Mr. Pike, who has two young daughters, said, “There can be no question of hatred for people or a sense of superiority over anyone. This is contrary to the essence of kindness and virtue. This would not be a manifestation of love for God and people. This is not the Christian way.”

And Mr. Ruymyantsev said he feels his “religious beliefs benefit society and the state, because I live in harmony with the words: ’Let everyone not achieve his own, but what benefits the other.’”

Russia banned the U.S.-based religious organization in 2017 as an “extremist” group, but the European Court of Human Rights declared the ban unlawful in 2022. The court ordered the Russian Federation either to return properties confiscated from the group or pay $63.7 million in compensation and $3.7 million in damages.

A statement from the organization on Wednesday said Russian authorities had charged or investigated over 790 Witnesses, of which 205 are men and women over 60 years old; an 85-year-old member was the oldest charged.

Russian police and the FSB raided 2,059 homes of Jehovah’s Witnesses in 2023, the organization said, and more than 500 are on a “watch list” of extremists and terrorists.
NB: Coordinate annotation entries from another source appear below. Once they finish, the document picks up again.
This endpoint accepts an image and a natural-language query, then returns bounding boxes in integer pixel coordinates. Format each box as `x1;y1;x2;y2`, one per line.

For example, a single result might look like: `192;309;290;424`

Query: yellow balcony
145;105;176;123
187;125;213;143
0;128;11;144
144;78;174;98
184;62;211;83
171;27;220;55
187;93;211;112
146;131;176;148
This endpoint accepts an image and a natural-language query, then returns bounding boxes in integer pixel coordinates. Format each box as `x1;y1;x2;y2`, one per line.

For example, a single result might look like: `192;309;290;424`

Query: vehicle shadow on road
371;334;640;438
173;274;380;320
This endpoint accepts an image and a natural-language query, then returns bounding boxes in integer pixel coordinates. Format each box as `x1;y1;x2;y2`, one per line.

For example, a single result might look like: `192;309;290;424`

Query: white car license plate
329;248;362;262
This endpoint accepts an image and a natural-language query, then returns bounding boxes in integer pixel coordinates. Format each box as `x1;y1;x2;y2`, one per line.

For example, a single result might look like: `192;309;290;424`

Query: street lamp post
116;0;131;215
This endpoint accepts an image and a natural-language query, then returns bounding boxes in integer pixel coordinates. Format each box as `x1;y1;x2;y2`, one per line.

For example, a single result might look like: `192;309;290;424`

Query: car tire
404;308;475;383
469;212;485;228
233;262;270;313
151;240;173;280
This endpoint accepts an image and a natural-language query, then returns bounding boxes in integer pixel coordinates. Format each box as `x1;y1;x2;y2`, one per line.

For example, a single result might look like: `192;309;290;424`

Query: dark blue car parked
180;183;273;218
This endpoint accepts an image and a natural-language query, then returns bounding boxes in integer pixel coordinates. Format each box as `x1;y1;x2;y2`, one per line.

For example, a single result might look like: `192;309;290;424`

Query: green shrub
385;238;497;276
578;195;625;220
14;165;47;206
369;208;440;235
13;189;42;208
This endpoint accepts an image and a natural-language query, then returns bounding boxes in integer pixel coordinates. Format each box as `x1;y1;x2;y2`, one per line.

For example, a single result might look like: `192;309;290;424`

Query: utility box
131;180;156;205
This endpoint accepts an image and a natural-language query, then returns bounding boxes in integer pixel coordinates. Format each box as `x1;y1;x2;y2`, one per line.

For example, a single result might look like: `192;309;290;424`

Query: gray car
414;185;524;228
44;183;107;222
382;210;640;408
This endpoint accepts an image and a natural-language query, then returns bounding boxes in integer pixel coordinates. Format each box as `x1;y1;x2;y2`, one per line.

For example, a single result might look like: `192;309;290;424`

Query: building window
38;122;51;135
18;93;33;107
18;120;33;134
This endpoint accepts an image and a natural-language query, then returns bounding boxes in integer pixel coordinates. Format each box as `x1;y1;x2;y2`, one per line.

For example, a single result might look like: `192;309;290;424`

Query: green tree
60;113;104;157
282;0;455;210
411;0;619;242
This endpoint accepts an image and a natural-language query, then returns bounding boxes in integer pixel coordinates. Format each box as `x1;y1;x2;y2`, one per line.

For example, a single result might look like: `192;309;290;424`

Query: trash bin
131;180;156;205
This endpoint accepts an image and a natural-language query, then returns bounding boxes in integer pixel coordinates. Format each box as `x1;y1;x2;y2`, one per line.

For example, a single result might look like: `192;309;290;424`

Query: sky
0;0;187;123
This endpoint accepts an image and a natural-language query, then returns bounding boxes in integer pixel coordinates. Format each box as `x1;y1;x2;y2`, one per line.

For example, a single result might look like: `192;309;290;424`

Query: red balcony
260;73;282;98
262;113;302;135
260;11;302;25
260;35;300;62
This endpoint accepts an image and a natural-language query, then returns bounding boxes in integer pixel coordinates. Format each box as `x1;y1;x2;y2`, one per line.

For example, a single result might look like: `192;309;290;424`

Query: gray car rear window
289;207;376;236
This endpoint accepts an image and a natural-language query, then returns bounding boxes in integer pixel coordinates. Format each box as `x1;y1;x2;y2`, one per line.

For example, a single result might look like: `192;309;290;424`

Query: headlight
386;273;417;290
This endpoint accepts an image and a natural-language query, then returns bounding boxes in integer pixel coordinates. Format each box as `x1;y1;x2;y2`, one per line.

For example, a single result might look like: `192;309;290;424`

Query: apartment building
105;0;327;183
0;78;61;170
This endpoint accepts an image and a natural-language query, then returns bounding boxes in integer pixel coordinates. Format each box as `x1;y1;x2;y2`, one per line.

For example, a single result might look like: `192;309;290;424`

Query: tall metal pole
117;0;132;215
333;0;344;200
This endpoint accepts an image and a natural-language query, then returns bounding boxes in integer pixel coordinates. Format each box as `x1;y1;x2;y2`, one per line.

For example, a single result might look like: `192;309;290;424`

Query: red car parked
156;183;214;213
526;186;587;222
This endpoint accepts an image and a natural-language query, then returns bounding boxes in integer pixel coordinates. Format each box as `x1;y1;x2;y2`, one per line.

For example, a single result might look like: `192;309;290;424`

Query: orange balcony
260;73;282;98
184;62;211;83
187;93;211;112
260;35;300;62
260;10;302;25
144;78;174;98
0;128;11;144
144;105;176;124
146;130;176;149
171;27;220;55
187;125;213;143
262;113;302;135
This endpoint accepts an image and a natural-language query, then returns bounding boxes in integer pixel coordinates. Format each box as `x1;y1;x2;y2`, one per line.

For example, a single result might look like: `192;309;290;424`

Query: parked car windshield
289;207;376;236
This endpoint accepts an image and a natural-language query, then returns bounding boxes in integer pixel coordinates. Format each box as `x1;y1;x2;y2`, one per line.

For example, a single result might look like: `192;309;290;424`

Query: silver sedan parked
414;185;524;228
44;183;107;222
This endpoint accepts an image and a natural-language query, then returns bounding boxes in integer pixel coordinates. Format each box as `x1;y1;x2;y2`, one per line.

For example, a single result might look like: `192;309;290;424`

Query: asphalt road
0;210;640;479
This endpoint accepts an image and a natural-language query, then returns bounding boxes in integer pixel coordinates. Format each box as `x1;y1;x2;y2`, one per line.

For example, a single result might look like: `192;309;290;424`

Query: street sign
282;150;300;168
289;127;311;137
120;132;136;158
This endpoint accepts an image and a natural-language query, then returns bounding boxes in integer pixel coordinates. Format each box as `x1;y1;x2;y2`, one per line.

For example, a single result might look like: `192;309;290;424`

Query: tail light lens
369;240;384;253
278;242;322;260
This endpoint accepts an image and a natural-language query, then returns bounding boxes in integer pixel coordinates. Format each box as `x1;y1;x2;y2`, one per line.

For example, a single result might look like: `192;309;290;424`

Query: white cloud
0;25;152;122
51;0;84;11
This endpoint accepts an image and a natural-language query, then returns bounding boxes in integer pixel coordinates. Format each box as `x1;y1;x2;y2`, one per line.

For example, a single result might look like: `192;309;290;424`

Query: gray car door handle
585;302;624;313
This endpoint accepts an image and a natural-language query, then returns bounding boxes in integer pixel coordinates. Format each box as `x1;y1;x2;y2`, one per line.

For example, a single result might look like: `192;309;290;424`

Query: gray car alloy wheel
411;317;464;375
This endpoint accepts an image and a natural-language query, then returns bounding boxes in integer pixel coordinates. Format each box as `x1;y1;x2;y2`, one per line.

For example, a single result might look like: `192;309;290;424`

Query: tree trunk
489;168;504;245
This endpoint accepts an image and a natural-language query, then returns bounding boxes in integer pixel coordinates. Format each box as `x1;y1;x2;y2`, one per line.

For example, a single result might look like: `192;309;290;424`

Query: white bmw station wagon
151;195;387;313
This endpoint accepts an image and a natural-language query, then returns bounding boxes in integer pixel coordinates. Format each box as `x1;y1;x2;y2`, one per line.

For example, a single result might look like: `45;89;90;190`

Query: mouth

The public listing has prevented Witnesses from getting jobs or having their bank accounts blocked.

Jehovah’s Witnesses spokesman Jarrod Lopes, speaking from the group’s Tuxedo Park, New York, headquarters, said “Russia continues to shamelessly misemploy its anti-extremist legislation to ban, imprison, and at times beat and torture Jehovah’s Witnesses. Doling out an average of six years in prison simply for peaceful Christian worship, Russia’s legal system has become a cathedral of what it hates — extremism.”